Researchers have investigated the interaction between astrocytes – non-neuronal cells – and excitatory neurons. The membrane protein connexin 30, which is found in astrocytes, appears to play a crucial role in signal transduction in the hippocampus, a region of the brain connected with learning and memory processes. JARA-BRAIN scientists were involved in the research project, whose findings have been published in the high-impact journal Nature Neuroscience.
Astrocytes belong to the category of glial cells. Along with neurons, they are an important cellular component of the brain, performing various basic tasks. For instance, they help to build and maintain the physiological barrier between the blood stream and the central nervous system known as the blood–brain barrier. Moreover, they play a central role in signal transduction between the neurons in the brain.

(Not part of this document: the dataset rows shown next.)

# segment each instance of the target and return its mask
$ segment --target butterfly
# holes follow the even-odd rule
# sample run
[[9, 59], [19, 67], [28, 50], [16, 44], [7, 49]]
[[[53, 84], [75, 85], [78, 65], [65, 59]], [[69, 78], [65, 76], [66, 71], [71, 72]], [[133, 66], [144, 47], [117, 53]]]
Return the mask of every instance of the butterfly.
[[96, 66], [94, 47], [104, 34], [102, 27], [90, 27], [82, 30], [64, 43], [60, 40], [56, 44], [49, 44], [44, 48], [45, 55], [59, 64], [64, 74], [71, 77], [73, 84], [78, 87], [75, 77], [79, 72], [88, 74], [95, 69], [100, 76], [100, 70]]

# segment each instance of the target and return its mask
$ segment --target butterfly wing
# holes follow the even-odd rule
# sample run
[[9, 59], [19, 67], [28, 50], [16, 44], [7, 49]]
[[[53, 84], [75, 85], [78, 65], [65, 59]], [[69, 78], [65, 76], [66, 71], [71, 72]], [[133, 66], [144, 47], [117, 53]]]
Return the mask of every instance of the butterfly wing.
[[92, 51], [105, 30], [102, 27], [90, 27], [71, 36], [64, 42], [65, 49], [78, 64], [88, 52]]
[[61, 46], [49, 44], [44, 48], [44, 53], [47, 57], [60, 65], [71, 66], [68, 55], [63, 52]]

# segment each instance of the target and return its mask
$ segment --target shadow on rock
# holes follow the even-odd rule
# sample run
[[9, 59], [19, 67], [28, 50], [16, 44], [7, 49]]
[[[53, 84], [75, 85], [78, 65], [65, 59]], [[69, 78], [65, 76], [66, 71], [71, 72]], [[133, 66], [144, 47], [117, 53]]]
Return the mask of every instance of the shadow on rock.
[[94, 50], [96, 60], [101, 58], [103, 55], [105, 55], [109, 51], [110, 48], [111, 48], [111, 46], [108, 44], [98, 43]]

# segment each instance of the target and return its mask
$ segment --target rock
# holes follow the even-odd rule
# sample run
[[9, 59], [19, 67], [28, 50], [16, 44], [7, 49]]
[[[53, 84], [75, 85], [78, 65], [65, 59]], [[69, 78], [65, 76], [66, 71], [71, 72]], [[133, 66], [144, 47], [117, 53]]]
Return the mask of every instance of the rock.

The research team led by Prof. Nathalie Rouach from the Collège de France and JARA-BRAIN scientists Prof. Joachim Lübke and Dr. Amandine Dufour has now described how astrocytes regulate this process of signal transduction – the transmission of stimuli – in the hippocampus. The protein connexin 30 controls the mobility of fine astrocytic processes. These processes are capable of regulating the concentration and spatial distribution of a neurotransmitter – in this case, glutamate – at the synaptic cleft, the site where signals are transmitted between two neurons. Astrocytes thus have a decisive influence on the modulation of signal transduction and hence the long-term storage of information in the hippocampus – which ultimately means that they contribute to memory function in the brain.